Monday, January 5, 2009

Window on Eurasia: Migrant Workers’ Exit from Russia Creates Problems for Their Homelands

Paul Goble

Vienna, January 5 – Migrants from Central Asia and the Caucasus who have been living and working in the Russian Federation are returning home in ever increasing numbers, a trend that may ease ethnic tensions in Russia but one that is creating increasingly serious problems for many of their countries of origin.
Among the most serious are declines in transfer payments, which in many cases have formed a significant portion of the GDP of these countries, increases in unemployment, and a rise in both crime – many of the Gastarbeiters were in Russia illegally and thus may be more willing to operate outside the law – and nationalism, given Russian xenophobia.
And all of these trends are likely to undermine the ability of the often fragile “labor exporting” regimes in these countries to maintain order, especially if the former “importers” of their workers continue to suffer from the effects of the world economic crisis and impose additional restrictions on the importation of labor.
If the consequences of the presence of Gastarbeiters in Russia have attracted a great deal of political commentary and media attention, the impact of their departure – either temporary for the holidays or more permanently because of economic problems – on their homelands have received much less.
A useful exception to that is an article in Kazakhstan’s “Gazeta” today in which Dmitry Pertsev discusses the impact of the return of Gastarbeiters from the Russian Federation and Kazakhstan now and in the coming year to the Central Asian countries of Kyrgyzstan, Uzbekistan and Tajikistan (http://www.gazeta.kz/art.asp?aid=124638).
Over the next few months, Pertsev writes, these three countries face the difficult task of finding employment for or coping with the unemployment of “millions of their fellow citizens who are [now] forced to remain at home,” a task he points out that these “exporter countries” in practice “do not have any experience.”
The numbers of people involved are enormous, with unofficial experts suggesting that there may be as many as three million Uzbeks working abroad and as many as 800,000 Kyrgyz and two million Tajiks going abroad for work each year. (The Uzbek figure is the overall total, while the latter two are annual figures.)
Worse, they have either sought to deny that the problem exists – the strategy of the Uzbek authorities – or asked that Russia and Kazakhstan, the two major “importing” countries not only continue to absorb their labor exports but also improve the legal situation of migrant laborers more generally.
But even if many in these regimes are in denial about the problems ahead, there are five obvious challenges they are going to have to try to meet, Pertsev suggests.

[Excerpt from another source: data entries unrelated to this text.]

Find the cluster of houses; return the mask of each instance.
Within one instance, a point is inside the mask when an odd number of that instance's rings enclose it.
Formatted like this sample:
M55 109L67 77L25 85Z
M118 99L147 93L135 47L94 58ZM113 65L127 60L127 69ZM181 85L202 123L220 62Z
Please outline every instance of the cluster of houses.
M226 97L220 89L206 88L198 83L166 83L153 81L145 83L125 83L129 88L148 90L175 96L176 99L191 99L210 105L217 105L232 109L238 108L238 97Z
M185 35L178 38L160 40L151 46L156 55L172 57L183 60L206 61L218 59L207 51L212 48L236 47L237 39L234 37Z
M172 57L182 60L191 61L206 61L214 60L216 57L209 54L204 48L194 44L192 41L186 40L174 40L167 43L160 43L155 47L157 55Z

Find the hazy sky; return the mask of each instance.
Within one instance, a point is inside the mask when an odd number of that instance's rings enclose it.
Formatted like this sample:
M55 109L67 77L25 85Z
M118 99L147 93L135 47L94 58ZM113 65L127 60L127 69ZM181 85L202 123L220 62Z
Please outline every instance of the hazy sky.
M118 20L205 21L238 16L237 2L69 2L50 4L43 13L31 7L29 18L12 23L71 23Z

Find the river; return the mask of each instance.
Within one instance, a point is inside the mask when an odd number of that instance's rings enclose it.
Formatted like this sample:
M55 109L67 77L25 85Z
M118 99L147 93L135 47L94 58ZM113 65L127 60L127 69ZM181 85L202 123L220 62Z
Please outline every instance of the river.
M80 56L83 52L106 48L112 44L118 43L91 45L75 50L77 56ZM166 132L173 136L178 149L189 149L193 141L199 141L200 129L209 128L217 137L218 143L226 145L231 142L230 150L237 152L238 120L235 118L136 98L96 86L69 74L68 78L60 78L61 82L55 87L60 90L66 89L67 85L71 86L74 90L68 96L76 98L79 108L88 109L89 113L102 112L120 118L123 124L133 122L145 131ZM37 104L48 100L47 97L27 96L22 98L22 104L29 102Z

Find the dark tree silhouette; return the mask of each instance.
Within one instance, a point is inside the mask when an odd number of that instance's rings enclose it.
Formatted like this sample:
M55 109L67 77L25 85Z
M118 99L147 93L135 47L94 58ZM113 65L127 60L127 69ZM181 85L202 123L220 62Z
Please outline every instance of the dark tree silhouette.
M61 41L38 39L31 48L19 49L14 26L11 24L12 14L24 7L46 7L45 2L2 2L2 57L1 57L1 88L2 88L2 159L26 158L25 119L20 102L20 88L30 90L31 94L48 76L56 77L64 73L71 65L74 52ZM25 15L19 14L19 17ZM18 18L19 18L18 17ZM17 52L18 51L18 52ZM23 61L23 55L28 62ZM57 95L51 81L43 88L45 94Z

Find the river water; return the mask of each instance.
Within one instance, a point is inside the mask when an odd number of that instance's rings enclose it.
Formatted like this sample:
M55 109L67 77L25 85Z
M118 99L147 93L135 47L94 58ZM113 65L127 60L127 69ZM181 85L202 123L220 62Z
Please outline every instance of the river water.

First, they are going to have to try to do more to promote local employment possibilities, however limited those may in fact be.
Uzbekistan has tried to build up its smaller textile factories, Pertsev continues, but so far, “the rate of development of [this sector] has not been able” to keep unemployment among returning Gastarbeiters low. The situation in the other two countries is even worse, with “national industry practically having ceased to exist.”
Second, these countries are going to have to deal with the financial and social consequences of “a sharp growth of unemployment.” On the one hand, they will have to find resources to provide some social support to this group; and on the other, they can expect a rise in crime and radical political activism among those who see no other way to defend themselves.
That trend, the Kazakhstan commentator argues, is likely to make the Fergana valley again “a focal point of tensions” and possibly a source of conflict not only within these three countries but among them. Indeed, various commentators have recently suggested that border conflicts there are likely to intensify in 2009.
Third, these regimes are going to have to find some substitute for the transfer payments that those who had been working abroad had sent back, payments that in the case of these three countries constituted upwards of 10 percent of GDP for the countries as a whole and far more in particular regions.
Fourth, these governments are going to have to do what they can to see that the returnees, as many as 60 to 70 percent of whom had become used to working illegally, will now obey the laws of their homeland, something that is going to be difficult given the difficult economic straits in which they will now find themselves.
And fifth, all of these countries are going to have to find ways to become part of the international legal space governing the treatment of migrants. Uzbekistan, for example, has not signed the UN conventions or ILO agreements in this area, and it, along with the other two, has not pressed for a CIS-wide agreement on labor flows.
That is going to have to change if the region is to remain stable, Pertsev argues, but as he does not say, it is entirely possible that the former “importers” of labor from Central Asia and the Caucasus may now be the ones dragging their feet, given that the current economic and ethnic situation in their countries would make that approach popular at home.